I annoy everyone by constantly pointing out that solid waste is not actually a problem in wealthy countries. Recycling plastics often costs more in both money and emissions than making new plastics. We've been lying to ourselves for 50 years in order to feel good when buying needlessly packaged products. Not using plastics is a good choice. Recycling plastics is rarely worth the effort. Any government that isn't batshit would take the money they pay to burn oil in order to to recycle high-numbered plastics and instead spend it on solar and wind farms while throwing the plastic in a landfill where it won't hurt anybody. (Recycling aluminum and rare earth metals is undeniably good and would be a lot easier if they didn't have to be picked out of a sea of contaminated LDPE and polystyrene by hand.)
posted by eotvos at 1:51 PM on April 14, 2022 [1 favorite]
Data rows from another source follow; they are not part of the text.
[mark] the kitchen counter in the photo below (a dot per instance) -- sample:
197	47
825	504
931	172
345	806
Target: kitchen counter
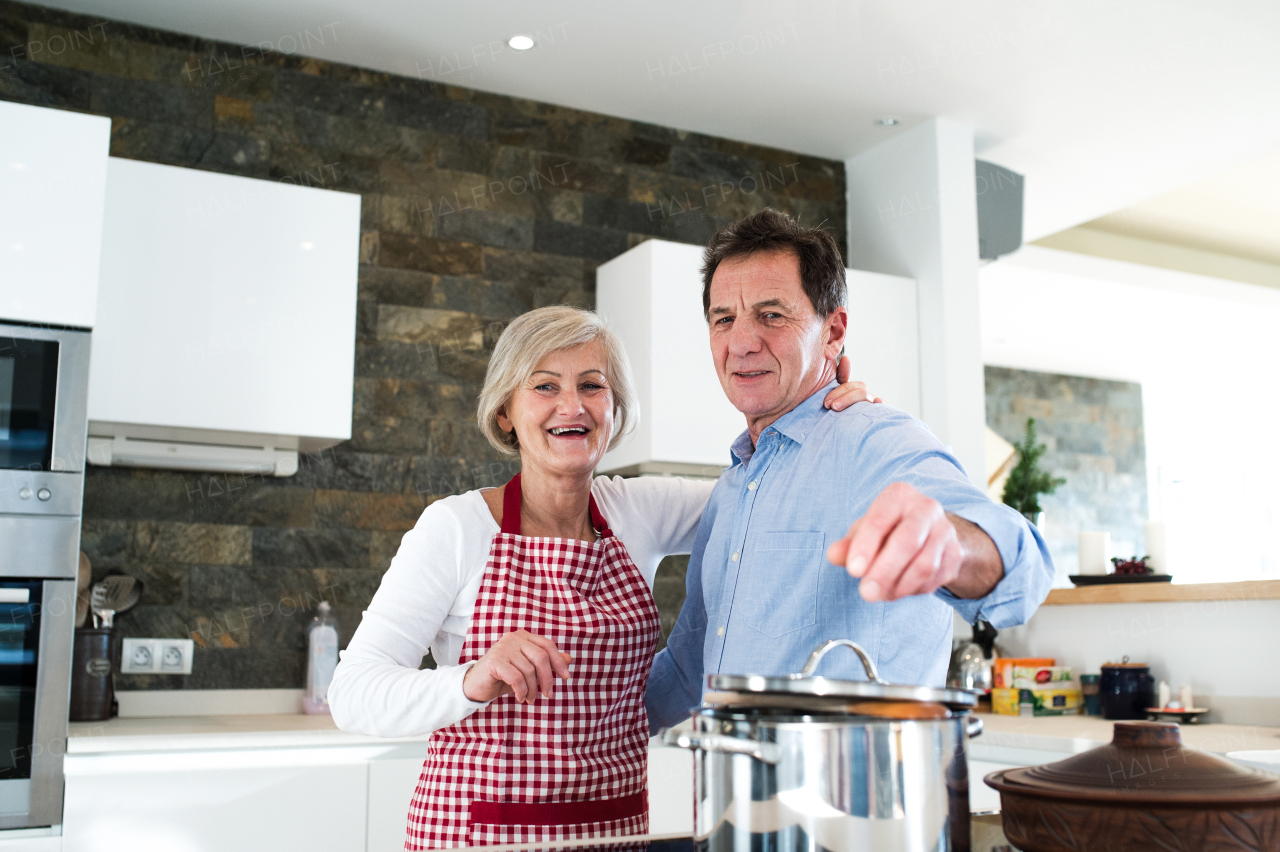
1072	734
201	733
1061	734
There is, of course, an easy solution to the problem(s) of plastic. Any plastic sold must accompany a price on it. If you sell me a plastic bottle of (whatever), I will also pay the cost of recycling that plastic, easily refunded when I return the empty. If you sell me plastic that cannot be recycled I am going to pay a tax of ten dollars on it.

This is just another way of shifting a structural problem onto individuals. It does very little to address the overall problem.

Weirdly, where I am now, all recycling goes in one big wheelie bin: card, paper, glass, metal and plastic. This doesn't fit well with my understanding that paper and card must be uncontaminated by food (so, yes to recycling the paper bag you bought your apples in, but no to recycling the greasy paper your fish & chips were wrapped in). I mean, yes, you give your bottles and tins a rinse before putting them in the recycling, but are they really sparkling clean? Are everyone's?

We've had "single-stream" recycling where I live for a long time, and (surprise, surprise) it doesn't work. Almost everything is too contaminated to be successfully recycled.

I'm old enough to remember helping my dad take the recyclables to the the recycling center, where they had separate bins for brown glass, green glass, clear glass, cardboard... My sense is that the recycling process worked better then (more of the material returned for recycling was clean and recyclable), but most people didn't do it.